Adventist Youth Honors Answer Book/First aid/Internal injuries
Internal soft-tissue injuries may result from deep wounds, blunt trauma, blast exposure, crushing accidents, bone fracture, poison, or sickness. They may range in seriousness from a simple bruise to life-threatening hemorrhage and shock.
Visible indications of internal soft-tissue injury include the following:
- Vomiting or coughing up bright red blood.
- Excretion of tarry black stools.
- Excretion of bright red blood from the rectum.
- Passing of blood in the urine.
- Nonmenstrual vaginal bleeding.
- Pooling of the blood near the skin surface.

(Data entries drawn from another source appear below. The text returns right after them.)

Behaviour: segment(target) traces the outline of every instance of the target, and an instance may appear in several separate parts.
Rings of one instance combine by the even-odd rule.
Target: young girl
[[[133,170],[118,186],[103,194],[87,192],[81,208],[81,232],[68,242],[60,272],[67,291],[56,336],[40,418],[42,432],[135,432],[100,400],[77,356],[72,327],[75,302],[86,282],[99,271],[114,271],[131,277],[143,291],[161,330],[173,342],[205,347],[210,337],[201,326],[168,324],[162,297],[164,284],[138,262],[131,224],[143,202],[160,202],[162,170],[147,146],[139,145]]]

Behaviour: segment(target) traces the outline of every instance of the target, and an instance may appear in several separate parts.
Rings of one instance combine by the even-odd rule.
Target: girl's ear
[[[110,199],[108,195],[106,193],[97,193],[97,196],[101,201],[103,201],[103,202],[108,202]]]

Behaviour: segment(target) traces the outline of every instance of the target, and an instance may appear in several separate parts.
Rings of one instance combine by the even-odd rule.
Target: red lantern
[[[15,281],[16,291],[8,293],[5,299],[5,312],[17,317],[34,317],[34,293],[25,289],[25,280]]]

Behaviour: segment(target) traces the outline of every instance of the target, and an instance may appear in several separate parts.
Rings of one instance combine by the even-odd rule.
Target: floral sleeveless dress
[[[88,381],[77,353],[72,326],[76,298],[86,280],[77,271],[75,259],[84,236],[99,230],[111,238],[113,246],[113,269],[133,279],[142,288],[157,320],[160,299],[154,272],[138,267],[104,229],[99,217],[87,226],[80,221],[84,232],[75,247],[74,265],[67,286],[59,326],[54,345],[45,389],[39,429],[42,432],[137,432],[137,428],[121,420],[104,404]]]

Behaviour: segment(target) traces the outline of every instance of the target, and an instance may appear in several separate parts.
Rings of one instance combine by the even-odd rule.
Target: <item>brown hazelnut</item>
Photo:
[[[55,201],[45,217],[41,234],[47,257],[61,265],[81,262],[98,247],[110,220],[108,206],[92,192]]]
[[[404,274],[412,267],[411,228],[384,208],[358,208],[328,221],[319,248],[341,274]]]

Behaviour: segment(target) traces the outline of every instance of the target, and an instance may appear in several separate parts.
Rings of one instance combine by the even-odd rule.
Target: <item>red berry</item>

More often than not, however, there will be no visible signs of injury, and you will have to infer the probability of internal soft-tissue injury from other symptoms such as the following:
- Pale, moist, clammy skin.
- Subnormal temperature.
- Rapid, feeble pulse.
- Falling blood pressure.
- Tinnitus (ringing in the ears).
- Dehydration and thirst.
- Yawning and air hunger.
First aid’s goal must be to obtain the greatest benefit from the victim’s remaining blood supply. The following steps should be taken:
- Treat for shock.
- Keep the victim warm and at rest.
- DO NOT give the victim anything to drink
- Splint injured extremities.
- Apply cold compresses (ice packs) to identifiable injured areas.
- Transport the victim to a medical treatment facility as soon as possible.